Insurance Claims Processing:

  • Review and prepare accurate insurance claims for submission to various payers.
  • Verify patient insurance coverage, benefits, and eligibility.
  • Ensure proper coding (CPT, ICD-10, HCPCS) and documentation for claims accuracy.
  • Submit claims electronically or by paper according to payer requirements.

Payment Posting and Reconciliation:

  • Post payments received from insurance companies and patients into the billing system.
  • Reconcile payments against billed amounts to identify discrepancies.
  • Investigate and resolve any discrepancies in payments, adjustments, or denials.

Accounts Receivable Management:

  • Monitor and follow up on unpaid or denied claims to ensure timely resolution.
  • Contact insurance companies to inquire about claim status and facilitate payment.
  • Review aging reports regularly to prioritize and address delinquent accounts.
  • Initiate appeals for denied or underpaid claims and track the appeal process.

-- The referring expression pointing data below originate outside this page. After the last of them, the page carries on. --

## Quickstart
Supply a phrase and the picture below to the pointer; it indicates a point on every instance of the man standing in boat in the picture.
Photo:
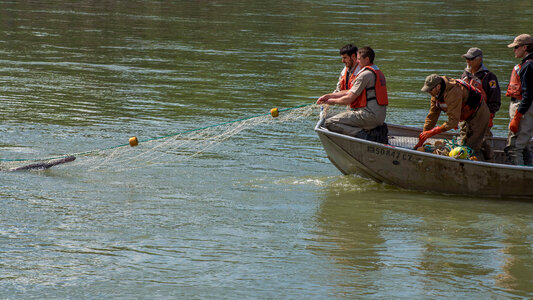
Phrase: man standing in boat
(477, 75)
(348, 55)
(367, 99)
(520, 90)
(461, 102)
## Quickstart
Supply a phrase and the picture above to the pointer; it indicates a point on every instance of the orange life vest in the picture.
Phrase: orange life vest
(380, 87)
(347, 83)
(514, 89)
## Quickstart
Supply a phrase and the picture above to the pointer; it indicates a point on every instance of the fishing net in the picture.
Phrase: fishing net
(159, 150)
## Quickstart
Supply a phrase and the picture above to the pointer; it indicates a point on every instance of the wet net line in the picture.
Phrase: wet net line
(182, 146)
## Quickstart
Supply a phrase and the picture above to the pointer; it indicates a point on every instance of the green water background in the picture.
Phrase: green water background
(263, 214)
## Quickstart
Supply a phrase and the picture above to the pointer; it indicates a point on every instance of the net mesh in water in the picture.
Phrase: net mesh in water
(157, 151)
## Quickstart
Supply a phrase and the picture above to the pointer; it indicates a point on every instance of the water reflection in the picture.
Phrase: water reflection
(427, 244)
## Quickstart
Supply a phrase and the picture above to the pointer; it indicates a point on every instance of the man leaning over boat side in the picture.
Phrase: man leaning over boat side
(348, 55)
(477, 75)
(367, 100)
(520, 90)
(461, 102)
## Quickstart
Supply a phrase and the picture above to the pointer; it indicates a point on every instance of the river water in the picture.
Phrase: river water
(245, 209)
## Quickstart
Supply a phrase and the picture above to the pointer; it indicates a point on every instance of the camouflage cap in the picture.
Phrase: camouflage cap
(523, 39)
(473, 53)
(431, 82)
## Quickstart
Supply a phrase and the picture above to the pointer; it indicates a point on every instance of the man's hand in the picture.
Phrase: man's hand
(323, 99)
(515, 122)
(490, 120)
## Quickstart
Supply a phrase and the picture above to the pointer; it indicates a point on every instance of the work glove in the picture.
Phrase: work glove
(515, 122)
(490, 120)
(427, 134)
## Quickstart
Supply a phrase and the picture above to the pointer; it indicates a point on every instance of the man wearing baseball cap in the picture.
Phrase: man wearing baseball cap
(461, 102)
(477, 75)
(520, 90)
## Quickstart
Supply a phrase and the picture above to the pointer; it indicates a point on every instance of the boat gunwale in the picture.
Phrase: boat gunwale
(320, 129)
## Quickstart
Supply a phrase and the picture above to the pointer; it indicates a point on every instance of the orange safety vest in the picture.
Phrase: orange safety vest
(514, 89)
(345, 83)
(380, 87)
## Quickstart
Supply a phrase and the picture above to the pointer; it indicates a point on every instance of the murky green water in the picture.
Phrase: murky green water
(262, 213)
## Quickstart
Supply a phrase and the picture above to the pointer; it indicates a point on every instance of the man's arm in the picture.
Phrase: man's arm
(433, 115)
(454, 101)
(327, 98)
(494, 97)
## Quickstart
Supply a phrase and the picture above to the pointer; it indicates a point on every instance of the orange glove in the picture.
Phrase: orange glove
(427, 134)
(490, 120)
(515, 122)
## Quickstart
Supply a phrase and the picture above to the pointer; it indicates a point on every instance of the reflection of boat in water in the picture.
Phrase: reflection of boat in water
(397, 164)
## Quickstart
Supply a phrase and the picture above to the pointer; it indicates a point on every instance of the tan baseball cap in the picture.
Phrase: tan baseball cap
(473, 53)
(523, 39)
(431, 82)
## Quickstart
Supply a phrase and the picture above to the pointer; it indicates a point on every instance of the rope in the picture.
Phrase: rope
(153, 139)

Patient Billing and Communication:

  • Generate patient statements and invoices for outstanding balances.
  • Work with patients to establish payment plans or arrangements.
  • Provide clear and compassionate communication regarding billing inquiries or issues.

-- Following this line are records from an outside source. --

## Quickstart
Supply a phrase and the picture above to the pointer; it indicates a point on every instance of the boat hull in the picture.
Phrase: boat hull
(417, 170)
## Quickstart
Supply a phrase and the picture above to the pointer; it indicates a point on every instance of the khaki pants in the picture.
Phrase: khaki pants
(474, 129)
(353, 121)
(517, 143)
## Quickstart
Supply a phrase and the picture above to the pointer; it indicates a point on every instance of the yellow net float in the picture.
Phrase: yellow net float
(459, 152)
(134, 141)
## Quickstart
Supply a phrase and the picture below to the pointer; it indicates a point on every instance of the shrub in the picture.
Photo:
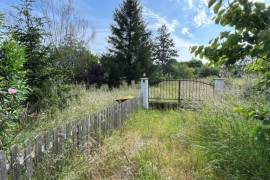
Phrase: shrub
(13, 88)
(206, 71)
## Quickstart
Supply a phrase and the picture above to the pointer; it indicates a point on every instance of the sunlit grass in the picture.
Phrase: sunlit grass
(88, 101)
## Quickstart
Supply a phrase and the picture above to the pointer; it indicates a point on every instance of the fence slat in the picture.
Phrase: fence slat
(15, 165)
(28, 159)
(68, 132)
(55, 140)
(74, 135)
(3, 168)
(62, 137)
(46, 141)
(38, 149)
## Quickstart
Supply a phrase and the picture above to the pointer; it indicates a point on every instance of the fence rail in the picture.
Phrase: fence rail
(24, 162)
(176, 90)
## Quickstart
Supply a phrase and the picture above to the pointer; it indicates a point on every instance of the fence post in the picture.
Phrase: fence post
(144, 92)
(28, 159)
(3, 169)
(219, 85)
(15, 166)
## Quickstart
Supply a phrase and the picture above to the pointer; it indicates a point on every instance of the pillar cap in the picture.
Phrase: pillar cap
(144, 78)
(219, 78)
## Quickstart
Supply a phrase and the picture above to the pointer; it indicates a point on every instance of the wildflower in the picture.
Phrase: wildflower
(12, 91)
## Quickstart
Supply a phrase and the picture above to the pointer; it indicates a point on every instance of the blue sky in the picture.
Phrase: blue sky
(189, 21)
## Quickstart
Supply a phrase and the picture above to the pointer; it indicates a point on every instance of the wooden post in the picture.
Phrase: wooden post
(68, 132)
(144, 92)
(55, 140)
(74, 136)
(62, 137)
(78, 133)
(15, 165)
(28, 159)
(38, 149)
(47, 141)
(3, 168)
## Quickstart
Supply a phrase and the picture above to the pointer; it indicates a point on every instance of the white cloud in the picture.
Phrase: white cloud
(201, 18)
(190, 3)
(160, 20)
(185, 31)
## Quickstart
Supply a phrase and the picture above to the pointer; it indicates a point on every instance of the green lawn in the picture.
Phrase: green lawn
(214, 142)
(88, 101)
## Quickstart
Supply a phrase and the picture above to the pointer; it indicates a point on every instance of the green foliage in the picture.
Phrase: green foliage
(195, 63)
(164, 50)
(111, 68)
(29, 31)
(12, 77)
(130, 42)
(75, 61)
(250, 37)
(182, 70)
(206, 71)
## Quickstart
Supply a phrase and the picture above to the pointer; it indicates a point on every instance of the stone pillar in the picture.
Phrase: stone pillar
(144, 92)
(219, 86)
(133, 83)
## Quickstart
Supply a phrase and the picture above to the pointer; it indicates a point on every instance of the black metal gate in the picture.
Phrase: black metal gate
(177, 90)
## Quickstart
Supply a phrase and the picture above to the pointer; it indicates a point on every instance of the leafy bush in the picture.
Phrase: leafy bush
(13, 88)
(206, 71)
(181, 70)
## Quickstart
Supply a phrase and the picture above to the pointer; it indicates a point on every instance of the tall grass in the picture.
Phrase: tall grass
(85, 102)
(215, 142)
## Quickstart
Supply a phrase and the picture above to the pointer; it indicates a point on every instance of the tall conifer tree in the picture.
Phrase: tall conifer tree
(164, 49)
(130, 42)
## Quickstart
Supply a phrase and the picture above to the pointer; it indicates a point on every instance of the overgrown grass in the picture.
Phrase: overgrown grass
(87, 101)
(213, 143)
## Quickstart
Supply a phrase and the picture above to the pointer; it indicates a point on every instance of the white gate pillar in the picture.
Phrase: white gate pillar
(144, 92)
(219, 86)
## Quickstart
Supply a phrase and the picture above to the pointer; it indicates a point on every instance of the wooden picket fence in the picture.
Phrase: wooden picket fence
(22, 163)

Documentation and Reporting:

  • Maintain accurate and organized records of all billing and collection activities.
  • Generate reports on accounts receivable status, aging trends, and collection efforts.
  • Prepare regular updates and summaries for management review.

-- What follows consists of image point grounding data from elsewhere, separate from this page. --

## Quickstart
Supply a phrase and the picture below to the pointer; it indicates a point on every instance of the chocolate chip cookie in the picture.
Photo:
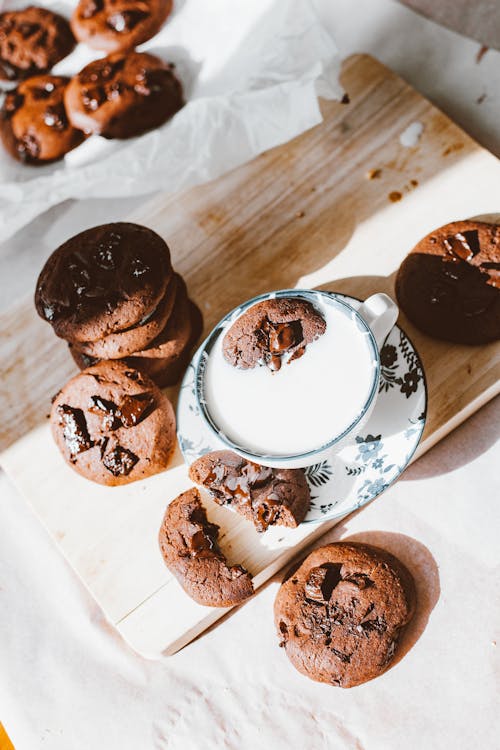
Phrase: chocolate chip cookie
(120, 344)
(188, 543)
(33, 124)
(272, 331)
(103, 280)
(165, 371)
(340, 615)
(449, 285)
(262, 495)
(118, 25)
(32, 41)
(169, 369)
(113, 425)
(123, 95)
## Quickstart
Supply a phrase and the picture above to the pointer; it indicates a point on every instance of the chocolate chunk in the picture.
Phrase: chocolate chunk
(120, 461)
(75, 432)
(135, 408)
(108, 410)
(322, 581)
(55, 117)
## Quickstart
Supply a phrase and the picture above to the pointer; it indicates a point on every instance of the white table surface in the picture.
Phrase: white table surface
(233, 688)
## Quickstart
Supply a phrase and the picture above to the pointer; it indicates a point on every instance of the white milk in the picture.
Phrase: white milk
(306, 403)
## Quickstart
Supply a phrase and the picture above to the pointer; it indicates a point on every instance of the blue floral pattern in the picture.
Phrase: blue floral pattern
(378, 455)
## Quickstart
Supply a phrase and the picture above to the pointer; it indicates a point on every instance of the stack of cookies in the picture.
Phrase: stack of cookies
(118, 96)
(112, 294)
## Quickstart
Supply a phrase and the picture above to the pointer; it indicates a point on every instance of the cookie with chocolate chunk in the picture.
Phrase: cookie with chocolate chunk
(123, 95)
(189, 545)
(260, 494)
(33, 123)
(118, 25)
(449, 285)
(170, 368)
(339, 616)
(165, 371)
(121, 344)
(103, 280)
(272, 331)
(113, 425)
(32, 41)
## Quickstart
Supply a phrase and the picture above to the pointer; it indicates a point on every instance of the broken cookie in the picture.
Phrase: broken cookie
(260, 494)
(188, 543)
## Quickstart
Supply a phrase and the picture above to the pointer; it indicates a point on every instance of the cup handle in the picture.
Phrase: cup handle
(380, 312)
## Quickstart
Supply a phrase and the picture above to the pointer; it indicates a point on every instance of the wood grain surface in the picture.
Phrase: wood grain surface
(337, 208)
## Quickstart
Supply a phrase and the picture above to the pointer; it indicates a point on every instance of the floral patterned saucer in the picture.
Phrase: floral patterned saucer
(359, 472)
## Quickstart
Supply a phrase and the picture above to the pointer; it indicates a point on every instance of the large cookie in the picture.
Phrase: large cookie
(271, 330)
(120, 344)
(118, 25)
(340, 615)
(123, 94)
(33, 124)
(103, 280)
(32, 41)
(449, 285)
(113, 425)
(165, 371)
(169, 369)
(188, 543)
(262, 495)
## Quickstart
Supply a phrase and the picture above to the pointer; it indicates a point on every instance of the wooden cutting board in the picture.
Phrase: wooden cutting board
(338, 207)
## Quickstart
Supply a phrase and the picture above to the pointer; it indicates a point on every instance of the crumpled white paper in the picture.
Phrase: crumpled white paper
(252, 73)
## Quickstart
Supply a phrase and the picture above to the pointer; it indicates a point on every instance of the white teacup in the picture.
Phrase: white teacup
(359, 334)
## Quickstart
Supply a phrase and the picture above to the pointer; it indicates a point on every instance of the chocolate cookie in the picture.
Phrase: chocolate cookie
(164, 371)
(188, 543)
(113, 425)
(118, 25)
(340, 615)
(103, 280)
(170, 369)
(32, 41)
(123, 343)
(449, 285)
(33, 123)
(123, 95)
(262, 495)
(272, 330)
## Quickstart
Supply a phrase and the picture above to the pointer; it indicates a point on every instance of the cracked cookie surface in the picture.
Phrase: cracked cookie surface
(34, 126)
(271, 331)
(189, 545)
(118, 25)
(260, 494)
(32, 41)
(123, 95)
(340, 614)
(113, 425)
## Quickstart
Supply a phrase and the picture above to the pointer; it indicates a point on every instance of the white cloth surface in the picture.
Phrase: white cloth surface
(251, 72)
(67, 680)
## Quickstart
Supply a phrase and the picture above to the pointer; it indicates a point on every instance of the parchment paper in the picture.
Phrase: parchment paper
(252, 72)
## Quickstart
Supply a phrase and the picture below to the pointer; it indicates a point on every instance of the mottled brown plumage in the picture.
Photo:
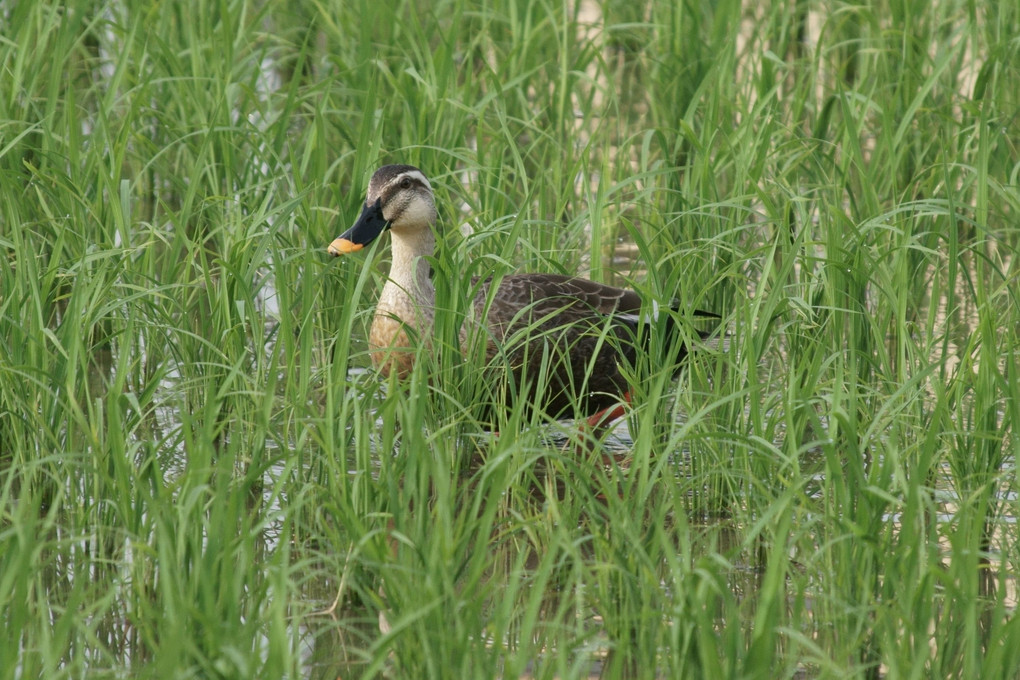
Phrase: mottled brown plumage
(562, 337)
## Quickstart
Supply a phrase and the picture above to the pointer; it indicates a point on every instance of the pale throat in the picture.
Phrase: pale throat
(409, 293)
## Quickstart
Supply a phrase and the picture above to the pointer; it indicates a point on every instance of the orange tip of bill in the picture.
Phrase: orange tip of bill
(343, 246)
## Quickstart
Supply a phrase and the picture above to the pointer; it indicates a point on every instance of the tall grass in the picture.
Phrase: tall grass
(199, 478)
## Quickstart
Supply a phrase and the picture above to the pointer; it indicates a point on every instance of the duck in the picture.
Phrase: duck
(566, 341)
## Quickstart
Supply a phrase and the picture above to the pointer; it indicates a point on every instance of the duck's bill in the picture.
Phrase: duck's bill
(368, 226)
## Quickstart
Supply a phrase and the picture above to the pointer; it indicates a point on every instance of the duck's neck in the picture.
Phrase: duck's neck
(410, 288)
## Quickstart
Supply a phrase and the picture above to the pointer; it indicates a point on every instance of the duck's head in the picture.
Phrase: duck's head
(400, 198)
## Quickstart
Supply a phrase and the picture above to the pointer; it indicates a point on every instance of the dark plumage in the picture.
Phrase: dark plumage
(566, 333)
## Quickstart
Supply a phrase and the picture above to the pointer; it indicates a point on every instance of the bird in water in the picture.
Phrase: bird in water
(562, 340)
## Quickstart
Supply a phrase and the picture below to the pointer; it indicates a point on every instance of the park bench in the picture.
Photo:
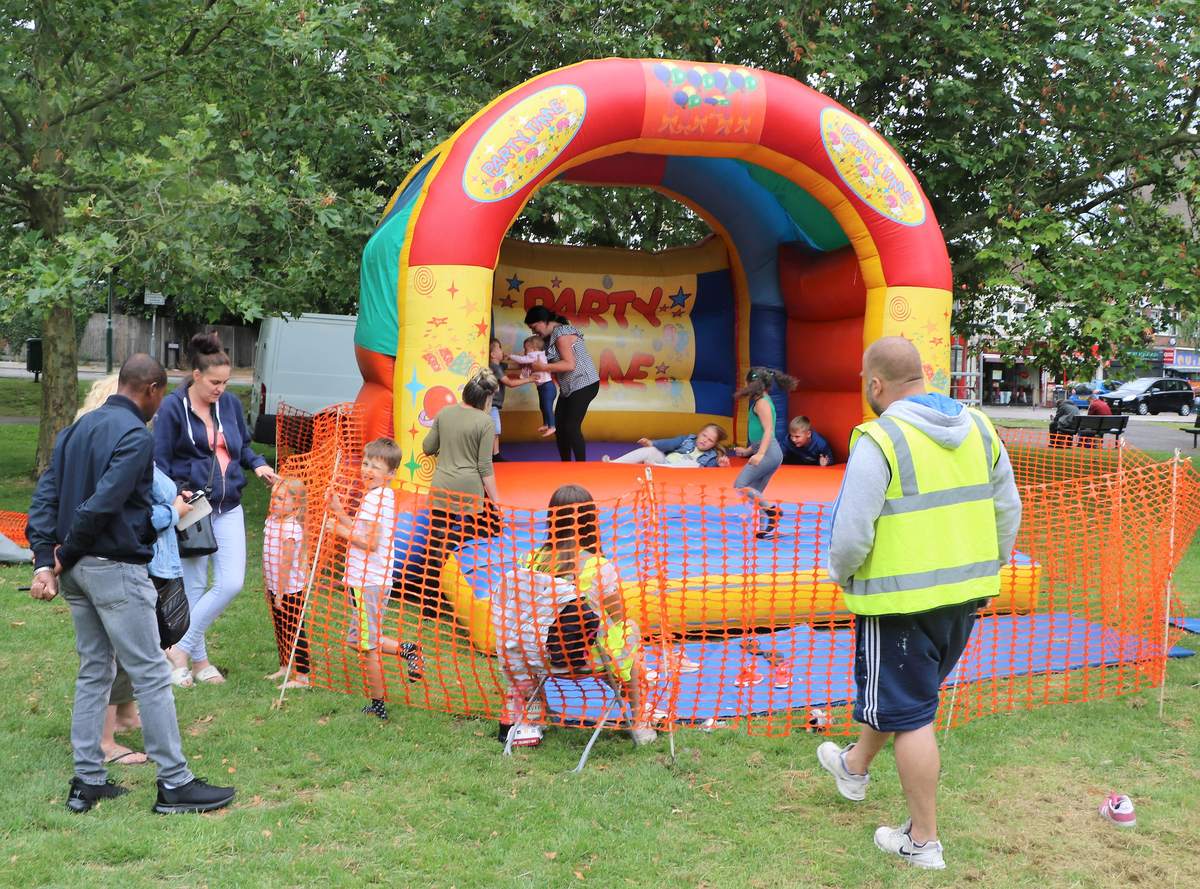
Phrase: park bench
(1090, 428)
(1193, 430)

Compliance and Regulations:

  • Ensure compliance with HIPAA regulations and other billing guidelines.
  • Stay informed about changes in billing regulations and payer policies.
  • Implement best practices to maximize reimbursement and minimize compliance risks.

Requirements:

  • Proven experience as an Accounts Receivable Specialist in medical billing or a related field.
  • In-depth knowledge of medical terminology, billing codes (CPT, ICD-10, HCPCS), and insurance claims processes.
  • Proficiency in using medical billing software and electronic health record (EHR) systems.
  • Strong understanding of insurance policies, reimbursement methodologies, and billing guidelines.
  • Excellent analytical skills to identify and resolve billing discrepancies efficiently.
  • Effective communication skills to interact professionally with insurance companies, patients, and internal teams.
  • Detail-oriented with a high level of accuracy in data entry and financial calculations.

نوکری کی تفصیلات

صنعت:
کل عہدے:
1 اشاعت
نوکری کی شفٹ:
تیسرا پہر (رات)
نوکری کی قسم:
نوکری کا مقام:
جنس:
کوئی ترجیح نہیں
کم از کم تعلیم:
بیچلرز
کیریئر کی سطح:
تجربہ کار پیشہ ور
کم از کم تجربہ:
3 سال
اس سے پہلے درخواست دیجیۓ:
جنوری ۱۴, ۲۰۲۵
تاریخِ اِشاعت:
دسمبر ۱۳, ۲۰۲۴

Prima Systems

بی پی او · 301-600 ملازمین - لاہور

Prima Systems enables its clients over the whole Enterprise Technology to stack with separated industry arrangements. We modernize Business Process Outsourcing and make everything secure, adaptable and coordinated across open, private and half mists. Partnership is at our core. Our client relationships are about more than just the work we do, they are a huge part of who we are. At BPO Bench, we consider the success of our clients as a barometer of how successful we are. The Enterprise Technology Stack incorporates IT Outsourcing, Cloud and Security, Applications, Analytics and Engineering. We join long periods of experience running crucial frameworks with the most recent advanced developments to convey better business results and new degrees of execution, intensity and encounters for our clients and their partners. Prima Systems puts resources into three key drivers of development: People, Customers and Operational Execution. Our broad network helps drive coordinated effort and influence innovation freedom.